The Los Angeles based altrock two piece, Deap Vally, comprised of guitarist-vocalist Lindsey Troy and drummer-vocalist Julie Edwards, recently released their new 2016 album, “Femejism,” on Friday, Sept 16 through the Neveda music label.
The album focuses on a variety of rock themes, encompassing roots in blues, funk and punk rock all smashed together in an alternative package of heavy chords and piercing vocals.
The concept is centered on the discrepancies of modern womanhood, especially as female musicians, and uses liberation and independence as a motif throughout the album.
After releasing their 2013 album, “Sistronix,” a raw and lofi blues based album, on Island Records, they took a three year hiatus. They returned in early 2016 with the single “Royal Jelly,” the first track from “Femejism,” and promptly left Island Records.
After leaving the constriction of the big music world, they began working with producer Nick Zeiner, the guitarist for the Yeah Yeah Yeahs, and were able to push past the expectations and restrictions that come with making “popular” music, to begin making the music they wanted to make.
Through this, “Femejism” branches new horizons for Deap Vally, stretching into sub genres showcased on tracks like “Post Funk” and “Grunge Bond.” It will take them off the list of “related artists” to the The Black Keys, a popular blues duo from Akron Ohio, and will put them in their own category known simply as Deap Vally.
The opening track, “Royal Jelly,” features pounding guitar chords by Troy, which are greatly complimented by a spaced out, but driving drum line from Edwards, bringing to listeners a just catchy enough package of hard alternative rock.
According to consequenceofsound.net, an online music publication, the song focuses on the follies of female sexuality and points out the double standards for men and women when it comes to sex.
Through this theme the band is usually pegged as kick-ass.
“It’s not a surprising or inaccurate adjective for a band that’s proud to sing about the importance of the hustle and condemn predatory men while asserting women’s sexual independence” Karen Gween, stated in her album review via consequenceofsound.net.
“Smile More,” the sixth track on the album, reverts to the blues themes from their previous album, “Sistronix.” Through lyrical style, it showcases a heavy punk spin on the sound creating an epic dynamic between instrumentation and lyrics.

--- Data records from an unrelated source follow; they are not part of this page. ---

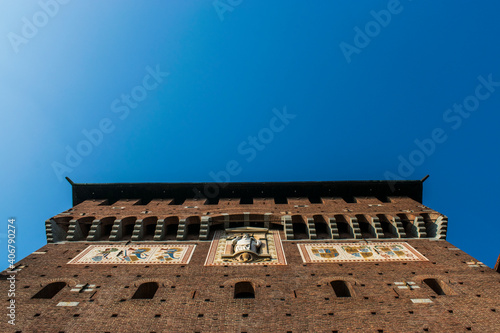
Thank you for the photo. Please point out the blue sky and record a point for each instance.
(372, 89)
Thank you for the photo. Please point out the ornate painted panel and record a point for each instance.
(136, 254)
(358, 252)
(246, 246)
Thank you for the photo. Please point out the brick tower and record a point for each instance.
(348, 256)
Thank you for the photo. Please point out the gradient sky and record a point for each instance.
(365, 84)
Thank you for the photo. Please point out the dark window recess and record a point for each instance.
(177, 201)
(244, 290)
(341, 288)
(146, 291)
(435, 286)
(212, 201)
(280, 201)
(246, 201)
(350, 199)
(50, 290)
(315, 200)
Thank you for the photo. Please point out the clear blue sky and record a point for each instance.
(361, 81)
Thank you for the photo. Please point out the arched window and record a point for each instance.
(341, 288)
(146, 291)
(244, 290)
(437, 286)
(50, 290)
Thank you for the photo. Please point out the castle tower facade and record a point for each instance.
(349, 256)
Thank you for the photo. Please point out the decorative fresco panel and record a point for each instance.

The song is about the expectation women face in daily life, and the expectations they face as female musicians. After the release of their 2013 album, critics focused their interviews on their personal stance in Feminism, the social movement, rather than on their literal music.
Although both Troy and Edwards are feminists, they felt as though they were expected to focus their music on this political ideology for the mere fact that they are women.
In “Smile More” Troy sings, “And yes, I am a feminist but that isn’t why I started doing this and sometimes I am full of bitterness but I am trying to work through this.”
It was through this experience of being confined into a singular box as a feminist artist that the title, “Femejism,” was coined.
The seventh track on the album, “Critic,” goes deeper into this negative theme of critics and the influence they have on musicians. Troy sings “Everyone is a fucking critic, everyone is a fucking cynic.”
Here, she is focusing on the powers of judgement and the expectations society has for its members. The song begins with soft, almost doo-wop like riffs, combined with soft and course lyrics from Troy.
Eventually the song grows into fuller low-fi version, and does not feature any drums, but features a echoey and chilling motif of the line “Everyone is a fucking critic, everyone is a fucking cynic.”
Deap Vally’s 2016 album, “Femejism,” features 13 tracks and spans the length of 49 minutes.
The album features a breakthrough in musical genre surrounding a complex and deep style in rock for Deap Vally, and ultimately, will take them to even grander horizons in music for the future.